4 General Processes of Logistic Regression
(1) Data collection: any method can be used.
(2) Preparing data: Because distance calculations are required, data types are required to be numeric. Of course, structured data is best formatted.
(3) Analyzing data: Analyzing data using any method.
(4) Training algorithm: Most of the time will be used for training, the purpose of training is to find the best regression coefficient for classification.
(5) Test the algorithm: Once the training phase is completed, the classification will be completed soon.
(6) Using algorithms: First, some data needs to be input and converted into corresponding structured values; Then, based on the trained regression coefficients, simple regression calculations can be made for these values to determine which category they belong to. Finally, you can do some additional analysis on the categories of output.
Summary of Logistic Regression Models
Advantage:
- The principle is simple, the model is clear, and the operation is efficient. The inference of the probability behind it can withstand speculation. In research, Logistic regression models are often used as a benchmark and more complex algorithms are tried to be used in large data scenarios.
- Update parameters easily using online learning without retraining the entire model.
- Based on probability modeling, the output values fall between 0 and 1 and have probability significance.
- Find out the parameters θ i Represents the impact of each feature on the output and is highly interpretable.

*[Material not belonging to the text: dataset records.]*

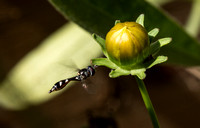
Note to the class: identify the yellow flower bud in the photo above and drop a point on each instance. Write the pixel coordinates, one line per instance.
(127, 44)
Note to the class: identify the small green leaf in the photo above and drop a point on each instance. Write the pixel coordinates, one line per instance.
(104, 62)
(101, 42)
(140, 20)
(117, 21)
(164, 41)
(139, 72)
(154, 48)
(119, 72)
(158, 60)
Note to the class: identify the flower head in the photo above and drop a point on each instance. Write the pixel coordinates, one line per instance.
(127, 44)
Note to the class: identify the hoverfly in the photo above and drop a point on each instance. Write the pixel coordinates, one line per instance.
(82, 75)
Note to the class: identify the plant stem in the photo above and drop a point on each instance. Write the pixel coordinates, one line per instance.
(147, 102)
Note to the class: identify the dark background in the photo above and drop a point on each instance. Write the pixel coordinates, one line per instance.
(24, 24)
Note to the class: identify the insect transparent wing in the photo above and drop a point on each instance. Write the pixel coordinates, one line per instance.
(90, 86)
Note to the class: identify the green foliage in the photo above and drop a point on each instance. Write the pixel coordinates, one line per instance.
(97, 16)
(139, 69)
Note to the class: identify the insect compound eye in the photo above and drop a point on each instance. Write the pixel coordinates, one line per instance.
(91, 70)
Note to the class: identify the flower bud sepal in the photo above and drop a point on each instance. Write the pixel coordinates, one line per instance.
(150, 59)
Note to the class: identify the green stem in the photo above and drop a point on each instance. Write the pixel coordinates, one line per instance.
(147, 102)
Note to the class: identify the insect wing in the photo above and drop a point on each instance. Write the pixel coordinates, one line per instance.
(90, 86)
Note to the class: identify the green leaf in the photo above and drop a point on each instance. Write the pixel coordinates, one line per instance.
(164, 41)
(158, 60)
(98, 16)
(119, 72)
(155, 47)
(104, 62)
(140, 20)
(139, 72)
(153, 33)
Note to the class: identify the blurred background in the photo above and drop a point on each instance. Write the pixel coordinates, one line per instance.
(30, 64)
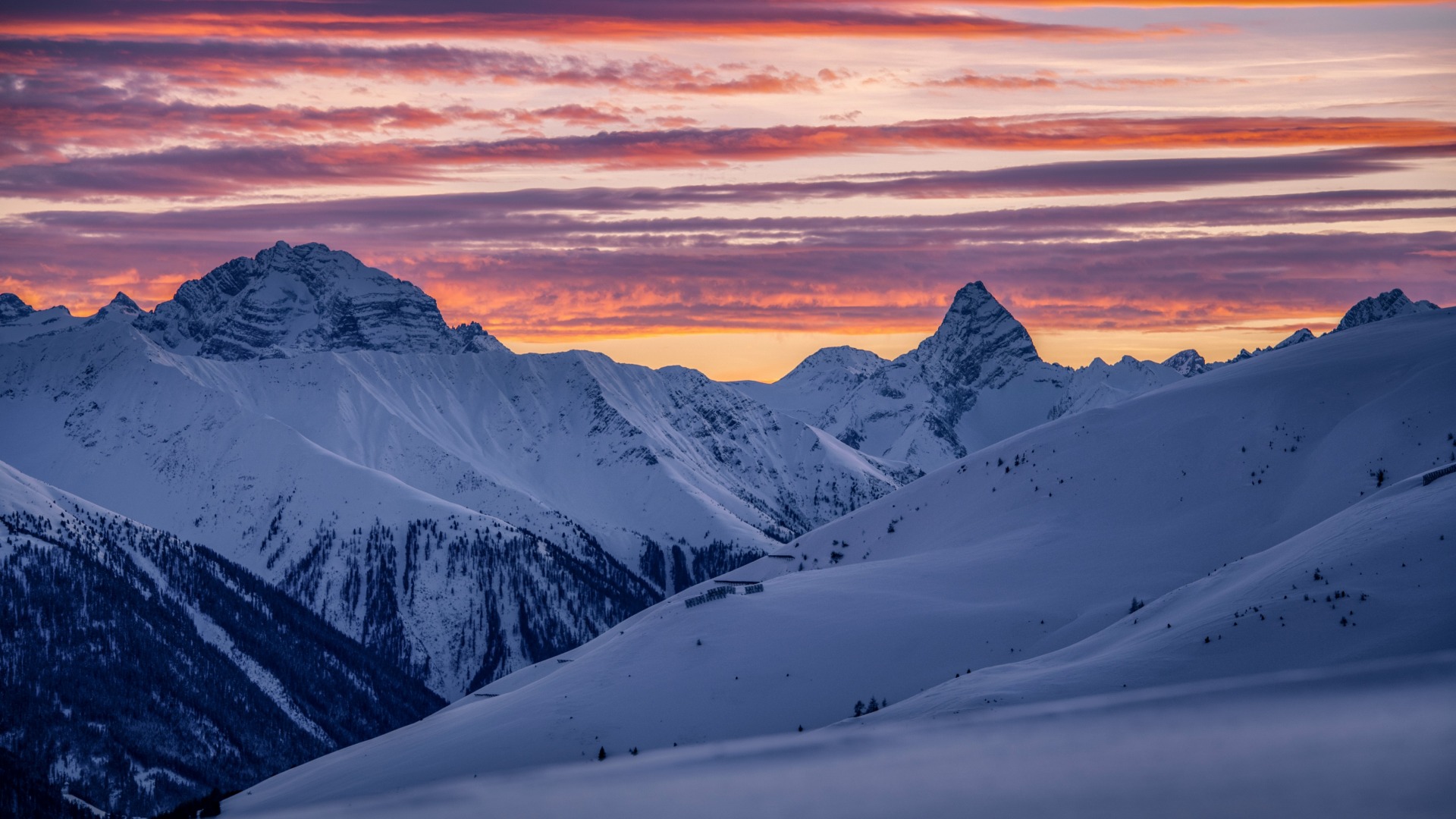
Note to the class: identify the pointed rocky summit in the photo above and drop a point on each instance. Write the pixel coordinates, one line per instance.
(1383, 306)
(302, 299)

- The approximate probability predictions of "categories" can be obtained without assuming the distribution of the data in advance (probability values can also be used for subsequent applications). The existing numerical optimization algorithms (such as Newton method) can be used directly to find the optimal solution, which is fast and efficient.
Disadvantages:
- Because of its strong dependence on data, it is necessary to do feature engineering in many cases, and it is mainly used to solve linear separable problems.
- Because it is essentially a linear classifier, it does not handle the correlation between features well and is more sensitive to the multicollinearity of independent variables in the model. For example, two highly correlated independent variables are put into the model at the same time, which may result in a weak independent variable regression symbol not meeting expectations, the symbol being twisted, and the sign changing from positive to negative.

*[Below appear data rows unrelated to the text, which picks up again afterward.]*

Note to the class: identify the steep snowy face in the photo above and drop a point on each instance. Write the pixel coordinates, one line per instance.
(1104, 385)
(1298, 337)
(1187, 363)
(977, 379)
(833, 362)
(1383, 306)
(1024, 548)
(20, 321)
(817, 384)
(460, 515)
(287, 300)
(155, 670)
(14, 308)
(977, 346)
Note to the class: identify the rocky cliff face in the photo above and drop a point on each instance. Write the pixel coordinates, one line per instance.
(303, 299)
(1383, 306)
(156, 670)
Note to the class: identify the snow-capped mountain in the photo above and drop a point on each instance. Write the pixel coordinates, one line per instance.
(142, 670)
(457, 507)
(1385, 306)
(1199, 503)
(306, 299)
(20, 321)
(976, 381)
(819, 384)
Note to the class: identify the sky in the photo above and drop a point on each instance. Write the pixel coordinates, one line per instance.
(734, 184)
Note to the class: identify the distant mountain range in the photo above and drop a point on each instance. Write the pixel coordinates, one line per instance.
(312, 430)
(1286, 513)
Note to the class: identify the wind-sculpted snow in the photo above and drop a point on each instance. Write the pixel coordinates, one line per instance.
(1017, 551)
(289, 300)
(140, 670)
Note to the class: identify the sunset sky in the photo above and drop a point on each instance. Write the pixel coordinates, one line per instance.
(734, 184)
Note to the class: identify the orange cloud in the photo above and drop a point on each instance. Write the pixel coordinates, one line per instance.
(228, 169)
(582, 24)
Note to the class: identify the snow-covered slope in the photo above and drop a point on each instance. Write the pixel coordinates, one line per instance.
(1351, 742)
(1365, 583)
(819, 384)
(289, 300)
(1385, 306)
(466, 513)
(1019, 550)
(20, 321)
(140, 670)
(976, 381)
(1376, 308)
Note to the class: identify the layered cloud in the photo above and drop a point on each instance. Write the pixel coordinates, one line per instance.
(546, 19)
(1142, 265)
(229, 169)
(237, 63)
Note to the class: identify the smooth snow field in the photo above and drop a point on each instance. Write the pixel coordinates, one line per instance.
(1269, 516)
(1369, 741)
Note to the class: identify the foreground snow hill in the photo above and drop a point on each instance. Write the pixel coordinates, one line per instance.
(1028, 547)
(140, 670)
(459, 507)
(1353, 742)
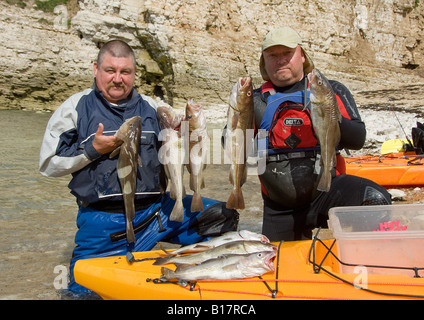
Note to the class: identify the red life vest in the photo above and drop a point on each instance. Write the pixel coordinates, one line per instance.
(288, 126)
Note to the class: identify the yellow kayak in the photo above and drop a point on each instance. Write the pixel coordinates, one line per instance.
(303, 270)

- The logit transformation process is nonlinear and very sensitive with little change rate at both ends and a large change in the middle. Variable changes that result in many intervals have no differentiated effect on the target probability, making it difficult to determine a threshold value.
- Performance is poor when the feature space is large.
- Easy to under-fit, low accuracy.
Scenarios:
- In areas such as P2P, Automotive Finance and so on, based on the information provided by the applicant, predict the likelihood of breach of contract, and then decide whether to lend to the applicant.
- E-commerce platforms predict whether a user will buy a product next time based on the purchase record.
- (Platforms of public opinion such as Tianya, bbs, Weibo, Douban Short Comment are used as emotional classifiers. For example, based on the historical comment data of a netizen on certain topics, it can be predicted whether a netizen will give a positive comment on a certain type of topic next time.
- In the medical field, a patient's tumor is predicted to be benign or malignant based on his or her symptoms.
- Predict whether a suspected patient is truly infected with a new type of coronavirus based on CT, epidemiology, travel history, and test reagent results.
- In the field of precision marketing, forecast the revenue of a product.